This information is taken from a discussion I came across, but had never seen before.  It displays how the maximum 500 points on credit scoring are reached, above the 350 points everyone gets to start with.  However, hardly anyone with ever reach the full 850 FICO scoring!  This is an "eye-opener".


I had a chance to spend some time and chat with a Fair Issac IT employee at a recent trade show, and of course I brought up the subject of the FICO scores and their secrecy.

He did admit that the official scoring IS secret, but is not that complicated to figure out given "everything that is disclosed publicly".  The way scores are calculated are due to "weighting" - so if someone has some math backgound, this sounds familiar.

First of all he says, scores are only within a specific range (I think I read 350 to 850 or something like that...that is there is no 'zero' score nor is there a 999 score) the actual range is 100% so 850-350=500 represents 100% every percentage counts as 5 points in that category....).  It is apparently therectically impossible to score the lowest or the highest (like reaching infinity).

Now the 500 points (or 100%) is distributed as follows:

You start at 350 points - everyone gets that

35% (or 175 points) is 'payment history'

30% (or 150 points) is 'amounts owed'

15% (or 75 points) is 'length of credit history'

10% (or 50 points) is 'new credit'

10% (or 50 points) is 'types of credit'


100% or 500 points

Each category is calculated in its own way due to the nature of what it contains, for instance 'new credit' simply reduces scoring the more numbers (ie: inquiries) are put in there whereas 'payment history is the most complex requiring calculating number of accounts, average days due, length of account, etc)

Certain categories start out in the middle and + or - depending (like payment history) and some start out at max and go down as the numbers increase.

For instance, in the 'new credit' (which is the simplest apparently), you start with 50 points and it goes down by 10 every time you have a new credit app within the past 6 months.  That number changes to 5 as the 3 months moves to 6 months and goes down to zero after a year.  For instance you applied for a card this month, you lose 10 points.  Apply for another, bang, another 10 points.  You are down 20 points. As you pass the 3 months mark without applying for any new credit, the 20 becomes 10 - therefore you simply "gain" 10 points as time goes on.  At the 6 month mark, you gain another 5 (as long as no new credit is applied for) and then another 5 at the one year mark.  Now it sounds like you are GAINING points - but actually you are only winning them BACK from being lost.

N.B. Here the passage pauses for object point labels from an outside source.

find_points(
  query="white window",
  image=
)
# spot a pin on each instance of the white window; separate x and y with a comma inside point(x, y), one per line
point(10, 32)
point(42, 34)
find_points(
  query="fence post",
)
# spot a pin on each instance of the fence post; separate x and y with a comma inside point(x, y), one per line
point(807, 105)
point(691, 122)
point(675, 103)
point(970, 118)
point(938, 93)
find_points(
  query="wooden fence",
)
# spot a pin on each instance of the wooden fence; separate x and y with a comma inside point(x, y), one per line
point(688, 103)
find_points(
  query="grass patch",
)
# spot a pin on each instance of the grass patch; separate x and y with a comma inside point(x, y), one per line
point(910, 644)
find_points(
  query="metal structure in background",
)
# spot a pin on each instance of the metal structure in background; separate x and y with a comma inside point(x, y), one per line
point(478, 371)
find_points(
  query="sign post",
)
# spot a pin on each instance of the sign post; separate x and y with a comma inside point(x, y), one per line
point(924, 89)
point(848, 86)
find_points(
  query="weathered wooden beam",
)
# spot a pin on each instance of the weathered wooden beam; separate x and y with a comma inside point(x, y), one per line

Types of credit category: you start with 0.  Now this is a 'portfolio' category.  The 50 points "basket" is evaluated on the type of credit you have.  Installment loans, or credit margins give you the MAX - they are harder to get and have a fixed monthy payment.  'Good credit' users have a healthy mix - like 2 installment loans and 2 credit cards and no finance loans.  You get points mainly for a healthy mix - not just a number of credit cards.  The numbers are something like 20 for Installment, margins, and car loans and 10 for credit cards up to 4, then you lose points (on CC's only).  You lose points by having finance company loans (since their interest rates are highers and they are lenders of last resort and frequently loans are 'secured' by home equity or a co-signer).  The stronger your basket is, the higher your number goes - up to a max of 50 points of course.

Amounts owed category is "weighted".  Basically it is credit used divided by credit available. The used divided by available factor is inversely scored.  Mortgages do not count here. For instance, having $20,000 of credit and carrying all  $20,000 will give you very low points - maybe 10 points only out of 150 possible.  But carrying a balance of 0 on $20000 available will score you close to 150 points!   That means that although you have high credit limits, you don’t need or use that credit - a good risk and indication of good money management.  Maxing out all credit limits (ie $20,000 owing on $20,000) will give you very few points - not 0 but something like 10.

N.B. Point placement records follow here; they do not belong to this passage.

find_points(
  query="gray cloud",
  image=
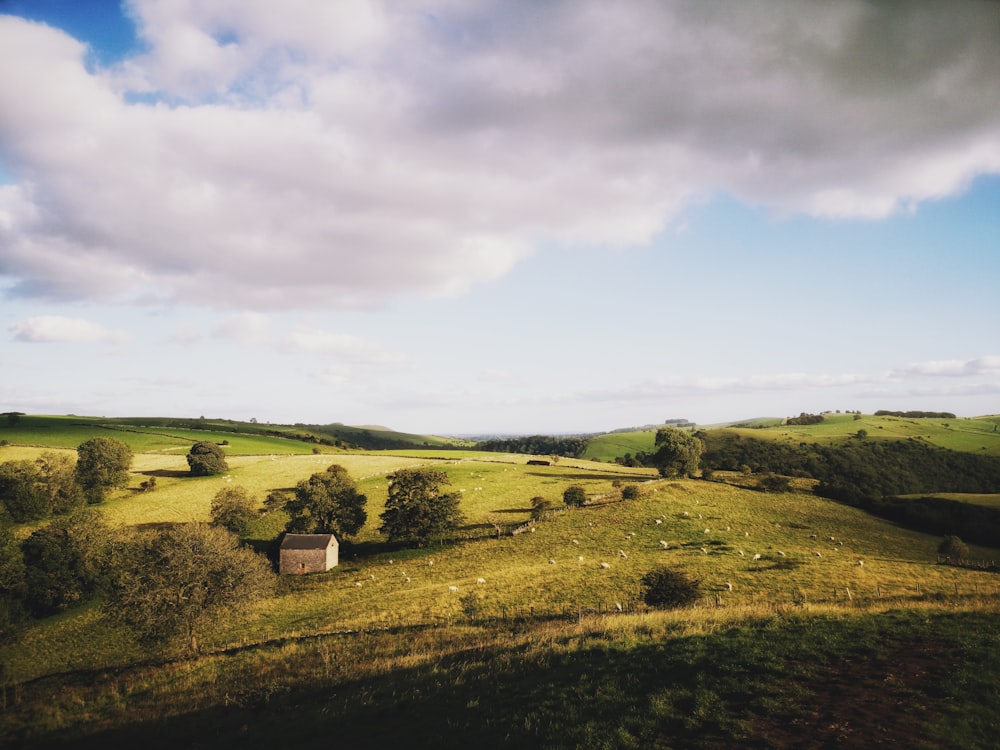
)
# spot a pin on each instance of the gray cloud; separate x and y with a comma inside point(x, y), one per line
point(317, 159)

However the higher the AVAILABLE credit number will give you more points.  In other words 0/$500 does not carry the same as 0/$8000.  And I was told that THIS category has the most significant impact.  Keeping your balances low or nil will yield you close to 150 points regardless of any time element involved.  Find out when credit cards post their outstanding balances (usually it is your statement date but may be different) and make sure you can get your balance paid off by that date - and then watch your score shoot up.

Length of credit history (75 points) is some convoluded formula that adds more points the longer you have credit history reporting for you.  Basically it is 0 points when you start and maxes out at 75 if you have something like 40 years - which for most is around 58 years old !!!  The MORE older accounts you have the better, and accelerates the score. Apparently they use points for months time accounts (ie 2 accounts x 200 months plus 2 accounts x 10 months plus 1 account x 5 months would give  425 month-accounts over a number like 800  = 54% and therefore give you 40 points out of 75 which is the percentage.

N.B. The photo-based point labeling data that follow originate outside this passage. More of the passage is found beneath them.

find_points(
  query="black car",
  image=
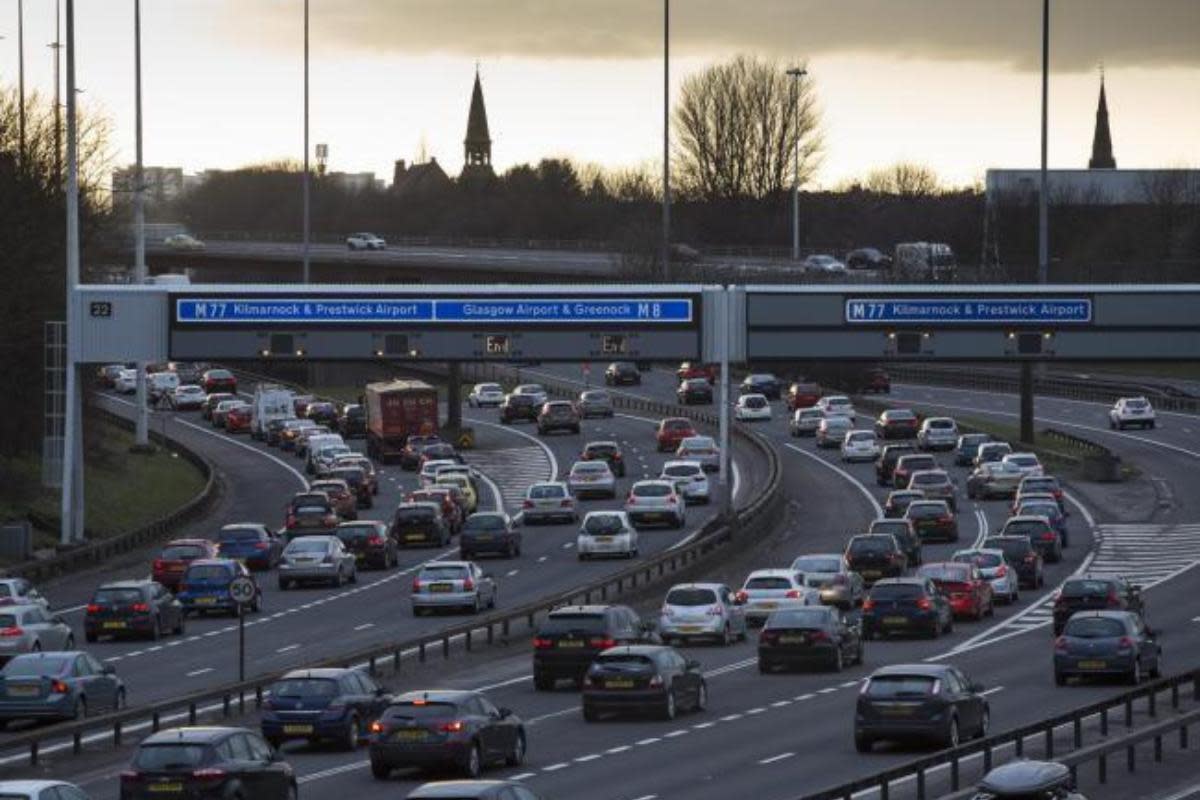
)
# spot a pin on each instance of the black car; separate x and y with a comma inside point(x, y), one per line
point(1020, 553)
point(876, 555)
point(1095, 593)
point(607, 451)
point(445, 728)
point(643, 678)
point(887, 461)
point(694, 390)
point(570, 637)
point(935, 703)
point(141, 608)
point(819, 635)
point(489, 531)
point(329, 704)
point(622, 373)
point(370, 542)
point(906, 606)
point(208, 762)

Payment History is a whopping 175 points and is the most complex.  Late payments are killers here apparently.  One late payment on an installment loan can wipe away 5 years of good payments.  60 days and 90 days erode your score in this category faster than water on your sandcastles.  Collections are like grenades.  And there is no easy fix except time and consistent good payments. The max is around 175 if all your accounts in the past 6-7 years are paid on time. ALL of them.  Late payments are weighted (mean more) if they are more recent....and tend to be less destructive as they appear in the past.  They "weight" these by looking at each account, seeing the reporting per month and seeing if each month was on time, 30 days late, 60, etc.  They are not kidding when they say "pay your accounts on time".  At least the minimums.  Paying more than minimum does not count here (THAT will come up in the extended credit section if your balances are too high).  They only want to see your payment history. Apparently there is no leeway or tolerance in this section.  This tells them (creditors) how serious you are in paying your bills.

So out of the 5 sections, each one calculated on their own merits, they add up the results and come up with your credit score.  350 + (165 + 110 + 67 + 40 + 40) = 772

So I did not walk away with the formula for Coke ...but I did get a general idea about how it all works.